- Chamelion (alternative spelling- Cameleon)

History

Great Britain
- Name: HMS Cameleon
- Ordered: 13 July 1795
- Builder: John Randall, Rotherhithe
- Laid down: July 1795
- Launched: 14 October 1795
- Commissioned: November 1795
- Out of service: Paid off in September 1805.
- Honours and awards: Naval General Service Medal with clasp: "Egypt"
- Fate: Broken up 1811

General characteristics
- Class & type: Diligence-class brig-sloop
- Type: 18-gun brig-sloop
- Tons burthen: 318 85⁄94 (bm)
- Length: 95 ft 1 in (29.0 m) (gundeck); 75 ft 1+1⁄2 in (22.9 m) (gundeck);
- Beam: 28 ft 32 in (9.3 m)
- Depth of hold: 12 ft 1 in (3.7 m)
- Sail plan: Brig
- Complement: 121
- Armament: 16 × 32-pounder carronades; 2 × 6-pounder chase guns;

= HMS Cameleon (1795) =

Former Royal Navy vessel

HMS Cameleon (or Camelion) was a Royal Navy Diligence-class brig-sloop, launched in 1795. She was built of fir (pitch pine), which allowed for rapid construction, but at the expense of durability. She captured some small vessels and a privateer, and served in the Mediterranean before being laid up in 1805, and broken up in 1811.
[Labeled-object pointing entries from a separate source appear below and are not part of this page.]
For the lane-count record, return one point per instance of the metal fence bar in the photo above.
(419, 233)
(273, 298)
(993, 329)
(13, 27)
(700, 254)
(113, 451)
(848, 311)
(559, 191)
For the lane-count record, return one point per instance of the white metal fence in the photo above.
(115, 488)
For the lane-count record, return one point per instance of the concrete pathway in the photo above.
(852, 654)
==French Revolutionary Wars==
Cameleon was commissioned in November 1795 under Commander Richard Bennet. Commander Richard R. Boyer replaced Bennet in February 1796. Boyer sailed Cameleon for the Mediterranean on 22 February.

On 5 November 1796 Camelion captured Gustaf Frederick and eight days later Nostra Senora del Carmen.
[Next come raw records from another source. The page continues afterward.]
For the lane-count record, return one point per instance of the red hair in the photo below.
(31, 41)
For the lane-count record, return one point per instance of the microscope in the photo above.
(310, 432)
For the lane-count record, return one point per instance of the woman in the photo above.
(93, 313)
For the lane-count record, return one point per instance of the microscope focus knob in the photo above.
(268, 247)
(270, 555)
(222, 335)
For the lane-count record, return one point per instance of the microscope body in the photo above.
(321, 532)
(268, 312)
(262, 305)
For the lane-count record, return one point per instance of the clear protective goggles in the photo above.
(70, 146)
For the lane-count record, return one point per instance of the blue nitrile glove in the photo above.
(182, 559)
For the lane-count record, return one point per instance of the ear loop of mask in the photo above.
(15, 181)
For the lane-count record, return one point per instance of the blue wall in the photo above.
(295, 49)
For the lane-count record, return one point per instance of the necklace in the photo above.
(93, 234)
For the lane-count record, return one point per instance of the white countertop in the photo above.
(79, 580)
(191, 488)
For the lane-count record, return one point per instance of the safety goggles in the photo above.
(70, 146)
On 24 February 1797, Cameleon captured the French vessels Elizabeth and Trois Enfants. Two days later Cameleon captured By Geval.

Between May and September, Lieutenant Viscount Falkland was acting captain of Cameleon. Boyer returned to command in November, and on 1 March 1798 was 10 leagues north of Guernsey when he sighted a cutter. Cameleon gave chase, but the wind was slight and the cutter's crew was able to row her to the safety under the guns on the Île de Batz. Boyer stated in his letter reporting the action that if he had had three more leagues he would have captured the cutter.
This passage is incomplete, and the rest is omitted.